# Amazon Flex is getting smart



## LA Cabbie

Same day blocks.
Two hour blocks.
Only minutes for due time.

The above translates to checking the app 16 hours a day AND having to be around the warehouse AND getting so much to deliver within 2 hours that you end up having to work for free if you just land a 2 hour block.

I think you really have to hustle to get a decent 4 hours with Amazon now. My game plan is to make $100 a day mainly with Amazon and a little postmates. I try to get as much with Amazon between 8 am to 4 pm. If I don't make my quote I try again at 6/8 pm and maybe post mates later in the night.

Well, I guess the 8 hour plus daily blocks and bringing in $1000 or more a week is over now.


----------



## ITminion

I somehow was offered a reserved block for last Sunday that was an 8-10am, and I took it. Around 9:30 they sent out an 11-2 block while I was sitting in the warehouse, I grabbed it. At 1pm they sent out a 2-4 block, grabbed that one too. 
I guess that's probably the norm, it sounds like. You happen to be working already on a weekend and just grab the same-day blocks as they become available, daisy-chain them.


----------



## LLXC

Every time I get a 2 hour block, I end up with 3-4 deliveries, and end up finishing them and back at the warehouse with 30-60 minutes to just sit around. I wish they would give me more things to deliver because, let's face it, a lot of our pay is based on tips...


----------



## LLXC

ITminion said:


> You happen to be working already on a weekend and just grab the same-day blocks as they become available, daisy-chain them.


I managed to do that for 4 additional 2 hours blocks on Sunday but it required a LOT of spamming refresh on the app. :| Course I had a Hot Wheels run and very little orders so I had nothing better to do.


----------



## ITminion

Same, each block I had that Sunday was like 1 or 2 runs, so I spent the majority of the day sitting around at the warehouse. 
Nothing else to do but refresh the app while you're sitting around, LOL.


----------



## Shangsta

LLXC said:


> Every time I get a 2 hour block, I end up with 3-4 deliveries, and end up finishing them and back at the warehouse with 30-60 minutes to just sit around. I wish they would give me more things to deliver because, let's face it, a lot of our pay is based on tips...

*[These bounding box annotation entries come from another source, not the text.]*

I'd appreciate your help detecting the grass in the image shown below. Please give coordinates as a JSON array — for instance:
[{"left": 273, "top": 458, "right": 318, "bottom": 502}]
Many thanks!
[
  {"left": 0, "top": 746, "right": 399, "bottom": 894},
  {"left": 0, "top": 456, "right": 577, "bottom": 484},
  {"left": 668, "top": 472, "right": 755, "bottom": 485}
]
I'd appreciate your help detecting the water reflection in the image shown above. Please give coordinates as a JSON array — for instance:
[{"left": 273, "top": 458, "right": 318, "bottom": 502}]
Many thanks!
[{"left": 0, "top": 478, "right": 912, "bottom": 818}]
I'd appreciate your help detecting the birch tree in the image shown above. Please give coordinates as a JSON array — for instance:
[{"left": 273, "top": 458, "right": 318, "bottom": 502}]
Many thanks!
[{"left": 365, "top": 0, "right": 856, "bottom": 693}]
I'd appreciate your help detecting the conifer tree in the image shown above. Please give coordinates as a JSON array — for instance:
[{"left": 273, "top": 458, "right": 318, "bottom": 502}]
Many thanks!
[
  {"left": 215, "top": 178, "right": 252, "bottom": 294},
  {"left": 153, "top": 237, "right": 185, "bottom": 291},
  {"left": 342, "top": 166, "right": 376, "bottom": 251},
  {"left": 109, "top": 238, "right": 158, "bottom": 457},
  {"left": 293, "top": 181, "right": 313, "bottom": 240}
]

While I dont disagree it keeps your mileage down and reduces the wear and tear on your car. Be careful what you wish for.


----------



## LLXC

Shangsta said:


> While I dont disagree it keeps your mileage down and reduces the wear and tear on your car. Be careful what you wish for.


I agree. The ~$2 tip might not be worth the extra delivery (assuming I even get a tip).

Though the boredom is what really kills me.


----------



## silentguy

It could be worse. U could be delivering like crazy and not really making more money.


----------



## AFive303

Everything has changed here. I worked at the Atlanta warehouse for about a year on and off and it went from where I could consistently finish deliveries 1 hour or so prior to the block end time, to barely being able to make it back for the next block with no traffic. They went from sending 1-2 deliveries with 40-1hr drive to the furthest stop, to 4-5 with same drive. In the city it got even worse, from 4-5 to 6-7. In the suburbs that translates to pretty easy deliveries with 5-10 minutes drive apart with super long drive back = you will only make it back on time if you have little traffic. City = pray it isn't lunch time or rush hour time, you won't make it back. 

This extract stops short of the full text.